Docking of C31 and C105SR on CypD. CypD, C31, and C105SR are shown in grey, pink, and green, respectively. (A) Large view of C105SR docked on CypD. (B) Zoom view of C105SR docked on CypD showing amino acid interactions. (C) Chemical structures of C31 and C105SR, showing their similar backbones and the differences in R1, R2, and R3 functional regions. (D) Superposition of docking poses of C31 and C105SR on CypD. CypD, cyclophilin D.

Fig. 6

In vivo protective effects of C105SR (50 mg/kg) against hepatic ischaemia–reperfusion injury. (A) Representative haematoxylin and eosin staining images (magnification, 200 × ) of liver lobes (left) and percent of hepatocyte necrosis (right) in mice subjected to laparotomy without (sham vehicle) or with ischaemia–reperfusion (IR) in the absence (vehicle) or in the presence of C105SR. n = 8 for sham vehicle; n = 24 for IR vehicle; n = 13 for IR C105SR. Data are shown as mean ± SEM. Mann–Whitney U test ∗∗∗∗p <0.0001 vs. sham vehicle; ^####p <0.0001 vs.
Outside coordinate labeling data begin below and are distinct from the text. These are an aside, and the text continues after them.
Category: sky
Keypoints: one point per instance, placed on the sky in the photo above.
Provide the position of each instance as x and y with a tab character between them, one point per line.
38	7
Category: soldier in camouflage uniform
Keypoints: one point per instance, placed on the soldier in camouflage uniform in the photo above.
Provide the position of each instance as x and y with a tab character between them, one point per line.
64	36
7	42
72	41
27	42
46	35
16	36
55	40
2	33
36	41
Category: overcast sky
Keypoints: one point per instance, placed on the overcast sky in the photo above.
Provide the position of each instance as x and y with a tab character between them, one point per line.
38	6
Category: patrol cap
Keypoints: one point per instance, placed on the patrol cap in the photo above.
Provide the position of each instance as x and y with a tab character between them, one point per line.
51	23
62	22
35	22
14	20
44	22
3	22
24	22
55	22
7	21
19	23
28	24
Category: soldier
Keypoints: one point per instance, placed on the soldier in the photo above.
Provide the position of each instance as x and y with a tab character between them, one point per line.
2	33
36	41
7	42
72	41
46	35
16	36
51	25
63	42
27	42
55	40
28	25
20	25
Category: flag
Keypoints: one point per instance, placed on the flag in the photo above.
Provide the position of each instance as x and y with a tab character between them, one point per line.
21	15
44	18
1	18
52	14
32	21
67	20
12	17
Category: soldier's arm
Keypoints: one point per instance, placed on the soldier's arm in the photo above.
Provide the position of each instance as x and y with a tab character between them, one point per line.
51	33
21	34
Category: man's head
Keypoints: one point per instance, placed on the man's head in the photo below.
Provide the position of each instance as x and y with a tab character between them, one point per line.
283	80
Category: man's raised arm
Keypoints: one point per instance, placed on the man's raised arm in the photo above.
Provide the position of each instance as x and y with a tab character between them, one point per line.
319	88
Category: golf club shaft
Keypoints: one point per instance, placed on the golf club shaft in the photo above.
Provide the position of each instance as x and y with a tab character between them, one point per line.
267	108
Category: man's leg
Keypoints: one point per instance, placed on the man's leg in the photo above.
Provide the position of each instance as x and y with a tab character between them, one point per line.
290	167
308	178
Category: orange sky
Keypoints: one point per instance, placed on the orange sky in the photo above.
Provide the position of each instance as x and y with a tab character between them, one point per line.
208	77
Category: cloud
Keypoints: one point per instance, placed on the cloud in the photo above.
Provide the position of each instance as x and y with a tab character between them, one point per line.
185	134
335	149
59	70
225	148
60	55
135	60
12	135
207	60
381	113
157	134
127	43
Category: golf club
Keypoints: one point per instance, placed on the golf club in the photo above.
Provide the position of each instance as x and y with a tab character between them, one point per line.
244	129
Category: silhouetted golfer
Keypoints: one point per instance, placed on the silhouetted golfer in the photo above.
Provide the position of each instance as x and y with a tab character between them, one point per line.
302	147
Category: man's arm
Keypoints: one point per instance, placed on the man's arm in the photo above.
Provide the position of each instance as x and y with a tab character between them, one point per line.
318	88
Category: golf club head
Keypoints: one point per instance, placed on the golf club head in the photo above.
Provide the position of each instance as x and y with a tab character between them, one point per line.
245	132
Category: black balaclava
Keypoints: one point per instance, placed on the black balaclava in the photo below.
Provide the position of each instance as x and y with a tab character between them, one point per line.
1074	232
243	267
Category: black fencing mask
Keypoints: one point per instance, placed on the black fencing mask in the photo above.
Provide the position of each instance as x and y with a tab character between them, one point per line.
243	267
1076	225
IR vehicle. (B) Serum ALT and AST levels in mice subjected to laparotomy without (sham vehicle) or with ischaemia–reperfusion (IR) in the absence (vehicle) or in the presence of C105SR. n = 8 for sham vehicle; n = 24 for IR vehicle; n = 13 for IR C105SR. Data are shown as mean ± SEM. Mann–Whitney U test. ∗∗∗∗p <0.0001 vs. sham vehicle; ^##p <0.01 vs. IR vehicle (C) Representative TUNEL staining (left) and number of TUNEL-positive cells (right) in livers of mice subjected to laparotomy without (sham vehicle) or with ischaemia–reperfusion (IR) in the absence (vehicle) or in the presence of C105SR. n = 4 for sham vehicle; n = 8 for IR vehicle; n = 8 for IR C105SR. Data are shown as mean ± SEM. Mann–Whitney U test ∗∗p <0.01 vs. sham vehicle; ∗∗∗p <0.001 vs. sham vehicle; ^##p <0.01 vs. IR vehicle. ALT, alanine aminotransferase; AST, aspartate aminotransferase; IR, ischaemia–reperfusion.